Valparaíso, the end of a month in Chile
We ended our month in Chile with a five-day stay in Valparaíso. Monica had been wanting to go to Valparaíso for years, ever since she read The History of Love, by Nicole Krauss. In that novel, there’s a character who sits in the cafes of the city, reading and writing. That image has stayed with Monica throughout the years, and she has wanted to go there ever since.
She finally got her chance after her retreat. We went straight there from Santiago. Valparaíso is a port city, about 100 kilometers from Santiago. The guidebook says that “it is the most unique city in Chile, and perhaps in all of Latin America.” This is because of a combination of natural geography and human ingenuity. The city is designated as a UNESCO World Heritage Site, for its architecture, geography, and history. The city is on a bay (hence the port) and it rises dramatically out of the ocean. It is immediately steep and hilly; Valpo is comprised of 42 separate hills, some of them very steep and high. These hills (cerros) offer magnificent views of the beautiful bay. Also, humans have built beautiful buildings up and down all of these hills, and have built boxcar elevators (ascensores) that will c arry you up and down the hills, for a small price. The earliest of the ascensores were built in 1886, and the most recent one in 1920. There used to be 39 of them, but now there are only ten that are still operating. They’re old and rickety, but they still work, and they definitely save your knees. 
There are great views of the city on the top of the cerros.
Valparaíso is a working port. The navy has ships there, and big freighters come and go, loading and unloading. Cruise ships too. The port is always loaded with tourists watching the action. You can also get on little tour boats to take a tour of the bay. 


The town is full of tourists. Lots of peole from Brazil and other parts of Chile. Lots of people from France and Germany. Mostly, they wander through the streets, looking at the beautiful views and discussing which restaurant they want to eat at. The big vistas out to the bay, the steep streets, the colorfully painted buildings. The town is also famous for the colorful murals that are all over. 


Even Salvador Allende has a rememberance.
We stayed in a little hostel (five rooms) in a historic part of town. We took an ascensor up and down to get there and to go to the city. The hostel had a “balconcito” where we could look out over the street. 
We wandered through the town like the rest of the tourists, enjoying the beauty. 
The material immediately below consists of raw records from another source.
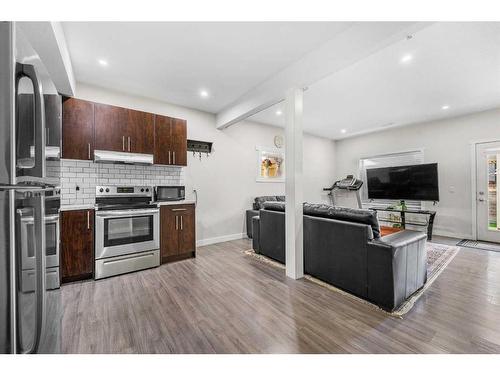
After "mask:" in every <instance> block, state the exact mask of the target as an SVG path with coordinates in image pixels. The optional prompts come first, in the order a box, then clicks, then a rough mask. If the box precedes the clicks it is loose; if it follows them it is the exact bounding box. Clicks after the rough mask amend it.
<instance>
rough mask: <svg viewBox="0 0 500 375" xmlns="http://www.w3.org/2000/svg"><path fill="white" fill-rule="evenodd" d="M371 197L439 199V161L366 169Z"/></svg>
mask: <svg viewBox="0 0 500 375" xmlns="http://www.w3.org/2000/svg"><path fill="white" fill-rule="evenodd" d="M366 177H367V180H368V181H367V186H368V198H369V199H398V200H414V201H439V188H438V168H437V163H433V164H417V165H404V166H399V167H386V168H372V169H367V170H366Z"/></svg>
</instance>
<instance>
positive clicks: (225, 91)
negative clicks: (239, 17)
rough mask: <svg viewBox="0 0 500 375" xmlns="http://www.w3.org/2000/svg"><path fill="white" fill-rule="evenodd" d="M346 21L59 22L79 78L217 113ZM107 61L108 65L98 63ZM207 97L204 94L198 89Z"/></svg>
mask: <svg viewBox="0 0 500 375" xmlns="http://www.w3.org/2000/svg"><path fill="white" fill-rule="evenodd" d="M349 26H350V23H340V22H303V23H293V22H269V23H263V22H260V23H248V22H247V23H241V22H240V23H221V22H217V23H216V22H213V23H203V22H201V23H200V22H198V23H176V22H161V23H158V22H147V23H144V22H64V23H63V29H64V33H65V36H66V42H67V45H68V49H69V52H70V55H71V60H72V64H73V69H74V73H75V78H76V80H77V81H78V82H83V83H88V84H93V85H98V86H101V87H106V88H111V89H113V90H118V91H123V92H127V93H132V94H135V95H141V96H145V97H150V98H155V99H159V100H163V101H167V102H170V103H174V104H179V105H183V106H187V107H191V108H197V109H200V110H205V111H209V112H213V113H216V112H218V111H219V110H221V109H222V108H223V107H225V106H227V105H228V104H230V103H231V102H232V101H234V100H235V99H236V98H238V97H240V96H241V95H243V94H244V93H245V92H247V91H248V90H250V89H252V88H253V87H254V86H256V85H258V84H259V83H260V82H262V81H264V80H266V79H268V78H269V77H271V76H272V75H273V74H275V73H277V72H278V71H280V70H282V69H284V68H285V67H286V66H288V65H290V64H292V63H293V62H295V61H297V60H298V59H300V58H301V57H302V56H303V55H304V54H306V53H308V52H310V51H311V50H313V49H316V48H318V47H319V46H320V45H321V44H323V43H325V42H326V41H328V40H329V39H331V38H333V37H334V36H335V35H336V34H338V33H340V32H342V31H343V30H345V29H346V28H348V27H349ZM99 59H105V60H106V61H107V62H108V66H106V67H103V66H100V65H99V64H98V60H99ZM202 89H206V90H207V91H208V92H209V94H210V96H209V98H206V99H203V98H201V97H200V95H199V92H200V90H202Z"/></svg>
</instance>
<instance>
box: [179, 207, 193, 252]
mask: <svg viewBox="0 0 500 375" xmlns="http://www.w3.org/2000/svg"><path fill="white" fill-rule="evenodd" d="M185 209H186V211H184V212H183V213H182V214H181V216H180V224H179V254H185V253H190V252H193V251H195V250H196V240H195V216H194V206H185Z"/></svg>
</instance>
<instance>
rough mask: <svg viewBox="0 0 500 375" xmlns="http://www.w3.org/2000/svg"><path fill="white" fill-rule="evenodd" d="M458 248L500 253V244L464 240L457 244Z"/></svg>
mask: <svg viewBox="0 0 500 375" xmlns="http://www.w3.org/2000/svg"><path fill="white" fill-rule="evenodd" d="M457 246H462V247H470V248H472V249H481V250H488V251H496V252H500V244H498V243H494V242H485V241H474V240H462V241H460V242H459V243H457Z"/></svg>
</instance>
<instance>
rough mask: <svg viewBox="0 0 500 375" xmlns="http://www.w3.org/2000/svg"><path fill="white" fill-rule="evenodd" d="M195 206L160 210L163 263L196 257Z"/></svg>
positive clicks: (191, 204)
mask: <svg viewBox="0 0 500 375" xmlns="http://www.w3.org/2000/svg"><path fill="white" fill-rule="evenodd" d="M195 223H196V218H195V208H194V204H182V205H168V206H161V208H160V227H161V230H160V253H161V262H162V263H168V262H172V261H176V260H180V259H184V258H189V257H192V256H195V255H196V235H195V233H196V228H195V226H196V224H195Z"/></svg>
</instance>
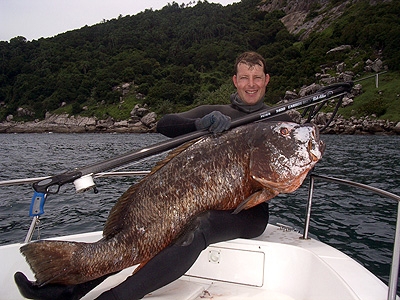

One day, we took a bus and went north of town, to check out the beaches and towns. This is mid-January, and high season for the people of Santiago (los santiaguinos) to head for the beaches. It’s summer vacation for the kids, it’s hot in the city, and families take off. Viña del Mar is a city right on the ocean, just a few kilometers from Valparaíso. The beaches were full of people. Chilenos everywhere you looked.
There were also lots of pelicans nearby. We spent an hour or so being closer to pelicans than we’ve ever been. They are spectacular birds, and I love seeing them on the Oregon coast, but yu can’t see them this close. And the pelicns here are different. They fly the same, but they have distinctive black and white band on the tops of their wings, visible as they fly.




Of course, Valparaís is much more than a tourist and beach town. The plazas are full of life, especially in the early evening. In the afternoons, though, they’re also full of people playing cards, buying and selling, and spending time. People get around the city on little buses that zip along. They have their designated routes, but they don’t have many actual bus stops. You can just flag them down wherever you are, and get off wherever you want. The traffic, like the city itself, is very chaotic, but they do stop for you when you’re in a crosswalk. 

The market is also bustling and beautiful. Lots of great produce, lots of great seafood. 


Mote con huesillo was one of our favorite drinks in Chile. Mote is a type of grain, a type of wheat. Huesillos are little dried peaches. They boil the mote with the huesillos (it actually means little bones, or pits) and some sugar, and they serve it cold. We saw it all over Chile, always on the street or in the markets. This was our last mote con huesillo, because in the evening we got on a bus to Mendoza, Argentina. A month ago, we were in the cold rain of Chiloé. Now, on January 16, we´re headed toward Mendoza, the city of wine, mountains, and sun. Chile has treated us well. 






Wonderful to hear from you and read all your adventures. Have fun in Mendoza! Love to you both!
WOW, GREAT pics ! a lot of them looked like paintings and you are THERE ! so cool ! thanks so much for sharing !
looks like you are having a complete blast !!!! Adventure PLUS ! xxoo love you !
Love the murals and the birds. I am going to see if Lare will paint a mural out back on a small part of the house. Be a fun summer project. Just catching up with some reading. xo Us
Oh Monica! I loved “The History of Love”! and I’m thrilled to know that it made such an impression on you that you just had to go there! It sounds like a very special city, loved the murals and the box car lifts. Mike, good thing you had your knee repaired for this city! Love hearing from you and seeing all the great photos! Buen viaje!